I’ve been watching professional football for 42 years. The best seat I’ve ever had at a game was for Chelsea’s visit to Chicago in 2006. My friend’s dad is friends with Steve Clarke, at the time our assistant coach (and former player of course), and he gave us free tickets. They were superb, about five rows from the front near the halfway line, although we lost 1-0 to the MLS All-Stars.
But this week my view at a match was even better. At least for most of the time, because I was so close to the pitch that the opposition manager blocked my view of our winning goal.
By a happy and fortuitous coincidence, my daughter’s spring break coincided with Northern Ireland’s home double-header in the Euro 2020 qualifiers against Estonia and Belarus. I made a late decision to fly from New Orleans to Charlotte to pick her up and take her to Belfast, though by the time I booked the flights both ties were almost sold out. The only tickets left were the most expensive ones at £70 each.
The contests at Windsor Park were only my second and third at the national stadium since it was extensively redeveloped, and now it’s unrecognisable from the rickety wooden dilapidated venue I remember. We were located beside the dugouts and the only spectators in front of us were a squad of paramedics.
I love being so near to the action. It can be hard to judge the position of the play near ground level, and sometimes you urge the striker to shoot, not realising he is 40 yards from goal. But what you lose in positional perspective you more than make up for by seeing and hearing everything up close. You hear the players talk to each other, listen to the coaching staff bark instructions, appreciate how fast the sport is played at international level.

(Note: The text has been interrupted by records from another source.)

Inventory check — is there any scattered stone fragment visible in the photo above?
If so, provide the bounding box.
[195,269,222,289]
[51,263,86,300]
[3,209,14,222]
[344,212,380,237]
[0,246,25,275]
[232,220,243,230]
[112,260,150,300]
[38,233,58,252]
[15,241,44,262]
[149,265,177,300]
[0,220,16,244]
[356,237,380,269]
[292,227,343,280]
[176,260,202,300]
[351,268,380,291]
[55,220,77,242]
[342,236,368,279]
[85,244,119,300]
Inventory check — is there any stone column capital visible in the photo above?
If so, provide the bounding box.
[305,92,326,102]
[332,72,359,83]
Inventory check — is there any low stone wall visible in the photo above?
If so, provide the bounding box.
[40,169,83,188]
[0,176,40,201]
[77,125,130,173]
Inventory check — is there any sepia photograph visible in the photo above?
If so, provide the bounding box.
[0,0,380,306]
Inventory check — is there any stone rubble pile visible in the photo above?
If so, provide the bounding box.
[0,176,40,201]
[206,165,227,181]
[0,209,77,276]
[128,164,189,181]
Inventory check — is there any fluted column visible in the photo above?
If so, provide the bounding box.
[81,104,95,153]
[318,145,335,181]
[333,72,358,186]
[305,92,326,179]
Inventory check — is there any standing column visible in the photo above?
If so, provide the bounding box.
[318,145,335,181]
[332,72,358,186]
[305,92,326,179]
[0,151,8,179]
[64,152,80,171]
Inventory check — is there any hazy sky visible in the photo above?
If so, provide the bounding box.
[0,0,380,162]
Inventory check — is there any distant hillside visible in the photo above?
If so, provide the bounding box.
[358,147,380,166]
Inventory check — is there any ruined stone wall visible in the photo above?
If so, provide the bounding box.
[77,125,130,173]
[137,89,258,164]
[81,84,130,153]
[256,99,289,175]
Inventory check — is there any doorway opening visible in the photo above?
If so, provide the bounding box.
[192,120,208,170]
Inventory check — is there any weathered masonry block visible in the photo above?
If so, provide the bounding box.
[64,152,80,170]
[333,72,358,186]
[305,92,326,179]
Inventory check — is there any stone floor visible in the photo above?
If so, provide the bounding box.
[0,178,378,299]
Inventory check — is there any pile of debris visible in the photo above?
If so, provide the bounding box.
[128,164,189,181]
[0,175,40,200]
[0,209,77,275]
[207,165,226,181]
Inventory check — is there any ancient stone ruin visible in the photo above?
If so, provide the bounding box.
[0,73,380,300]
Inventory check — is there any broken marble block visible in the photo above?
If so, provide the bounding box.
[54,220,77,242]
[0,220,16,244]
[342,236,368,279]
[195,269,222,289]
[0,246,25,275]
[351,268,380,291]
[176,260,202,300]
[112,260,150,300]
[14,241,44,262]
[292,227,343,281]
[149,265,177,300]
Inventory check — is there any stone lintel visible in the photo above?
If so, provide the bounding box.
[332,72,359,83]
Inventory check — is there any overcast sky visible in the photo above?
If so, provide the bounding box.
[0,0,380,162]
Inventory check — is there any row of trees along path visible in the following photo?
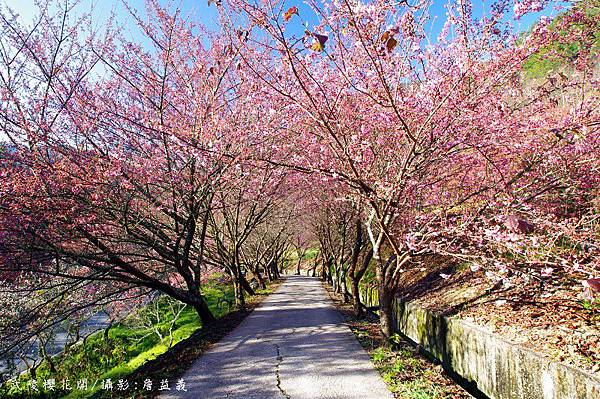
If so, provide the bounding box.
[0,0,600,376]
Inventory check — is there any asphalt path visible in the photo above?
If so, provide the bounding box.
[161,276,393,399]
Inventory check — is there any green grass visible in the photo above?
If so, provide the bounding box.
[0,282,234,398]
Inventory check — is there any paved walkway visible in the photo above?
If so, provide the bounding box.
[164,276,393,399]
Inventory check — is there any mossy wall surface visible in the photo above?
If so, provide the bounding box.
[361,290,600,399]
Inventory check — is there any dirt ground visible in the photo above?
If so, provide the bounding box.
[400,258,600,377]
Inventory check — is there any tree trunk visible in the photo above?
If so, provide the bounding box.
[379,283,393,345]
[254,267,267,290]
[350,278,363,319]
[240,273,256,295]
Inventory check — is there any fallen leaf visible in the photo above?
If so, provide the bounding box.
[283,6,299,22]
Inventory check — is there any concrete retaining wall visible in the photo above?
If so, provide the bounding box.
[361,289,600,399]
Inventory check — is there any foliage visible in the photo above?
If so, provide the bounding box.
[0,282,233,398]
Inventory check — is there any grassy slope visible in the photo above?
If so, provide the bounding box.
[0,283,233,398]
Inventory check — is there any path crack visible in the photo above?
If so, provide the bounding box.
[273,344,290,399]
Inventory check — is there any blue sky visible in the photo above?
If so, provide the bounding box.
[0,0,568,42]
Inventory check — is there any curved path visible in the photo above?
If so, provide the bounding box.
[162,276,393,399]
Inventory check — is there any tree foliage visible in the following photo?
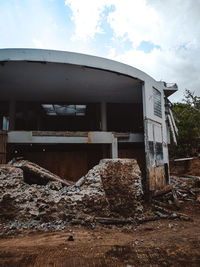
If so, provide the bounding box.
[170,90,200,157]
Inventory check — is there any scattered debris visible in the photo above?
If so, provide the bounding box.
[0,159,143,236]
[13,160,73,186]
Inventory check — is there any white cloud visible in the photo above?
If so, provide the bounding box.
[65,0,109,41]
[65,0,200,101]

We were almost too close. We had to crane our necks to see around the linesman at times, and stand and strain to look past the Belarusian manager Igor Kriushenko, who spent the entire 90 plus minutes on his feet.
Northern Ireland beat the Eastern Europeans with a winner three minutes from time. I missed the ball hit the back of the net thanks to Mr Kriushenko’s body, but no matter. From Belfast in March to Boston in May, the victory will keep me happy until I see Chelsea play the New England Revolution back across the Atlantic.